Blueprint For a New American Industry

Last: Green Solutions to Transportation Challenges

Cutting Edge Transportation Technology and Environmental Regulation

With environmental evaluation and regulation impinging upon manufacturing, industrial processes and transportation systems to ever-increasing degrees, the eminently efficient and environmentally benign character of all aspects of monorail industry should open great opportunity for development of operating systems and production facilities in locations and under regulatory regimes where no such development could previously take place. The case could be made for the near exemption from environmental assessment and regulation of monorail systems based on demonstrably low levels, or absence of typical environmental impacts associated with other forms of transportation, as well as, the industrial, manufacturing and construction processes by which monorail systems are implemented.

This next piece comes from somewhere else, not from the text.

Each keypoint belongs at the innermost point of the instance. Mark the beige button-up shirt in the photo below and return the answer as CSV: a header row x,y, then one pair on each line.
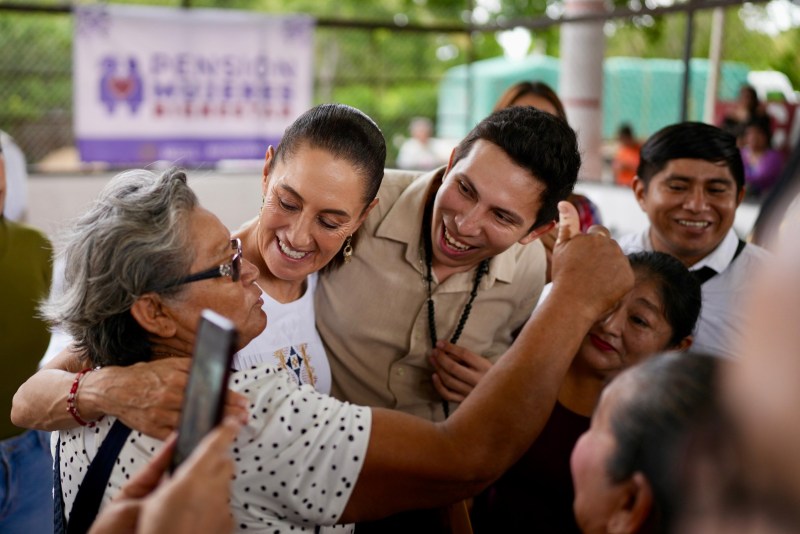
x,y
372,313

In many states and local jurisdictions, environmental regulations and restrictions on development and operation of transportation systems impose significant impediments and costs to implementation of new facilities and services, while formulaic environmental impact studies and reports provide limited mitigation of basic impacts of rail transportation systems and technology. The state-approved 6,000 page EIR on a proposed 23-mile extension of the Foothill Gold Line at-grade light rail system, in the San Gabriel Valley east of Los Angeles, proposes millions of dollars of mitigation measures to reduce the impacts of building and operating the at-grade light rail service, without changing the generally negative and disruptive impacts of steel-wheeled, steel rail trains on the environments through which they pass. This brings to light one of the environmental impact evaluation and approval processes’ greatest shortcomings; that fundamentally flawed, and marginally compatible transportation developments and systems can achieve eventual approval without serious consideration of alternative designs and technologies such as monorails.

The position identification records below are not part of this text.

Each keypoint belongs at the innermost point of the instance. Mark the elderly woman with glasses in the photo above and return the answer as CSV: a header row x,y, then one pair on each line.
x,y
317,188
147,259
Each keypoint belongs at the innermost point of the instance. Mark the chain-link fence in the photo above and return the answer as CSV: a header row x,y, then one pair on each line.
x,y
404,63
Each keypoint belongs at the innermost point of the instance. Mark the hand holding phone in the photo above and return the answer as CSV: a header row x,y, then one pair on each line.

The assumption of planning and decision making authority over land use and urban growth planning by the California Attorney General, based on local governments’ inadequate development controls and measures to reduce transportation-related greenhouse gas emissions, has effectively removed basic transportation and land use decision making from city and county governments throughout the state. Local California governments must draft credible plans that address their respective transportation, development and greenhouse gas reduction strategies in order to reinstate their authority over local planning and land use decision making. It appears that monorail systems and technologies can offer a broad range of solutions to the comprehensive issues impacting urban development, transportation and environmental quality which no other building practices or transportation technology can present, or that any existing form of fuel efficiency can achieve.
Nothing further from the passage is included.